Fabrication and Characterization of an Aptamer-Based N-type Silicon Nanowire FET Biosensor for VEGF Detection

Abstract

Cancer detection is an important part of modern medical diagnosis and many strategies based on nanotechnology had been developed in recent years. Of which, silicon nanowire (SiNW) field-effect transistor (FET) biosensor via DNA aptamer capture is considered as an interesting and viable option. Hence, in this report, we had assembled a n-type triple SiNW FET biosensor for the detection of vascular endothelial growth factor (VEGF) via surface functionalized DNA aptamer for a proof-of-concept. The SiNW FET biosensor was fabricated via "top-down" approach and the physical nature of the nanowire assembly was examined via atomic force microscopy (AFM) as well as scanning electron microscopy (SEM).
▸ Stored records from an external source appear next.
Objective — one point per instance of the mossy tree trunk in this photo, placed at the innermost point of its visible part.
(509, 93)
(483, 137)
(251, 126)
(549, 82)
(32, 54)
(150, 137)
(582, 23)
We had subsequently grafted VEGF specific DNA aptamer via conventional EDC/NHS chemistry and later measured the conductance of the nanowires in a four-point probe detector for VEGF detection. We had demonstrated that the detection of VEGF was possible even at a concentration of 2.59 nM which was highly comparable to the other common biosensors for detection of VEGF protein. In addition to being scalable with complementary metal–oxide–semiconductor (CMOS) technology, the findings as demonstrated from our simple SiNW FET biosensor setup had helped to provide better insights towards optimizing the approach for the development of the next generation of miniature biosensors.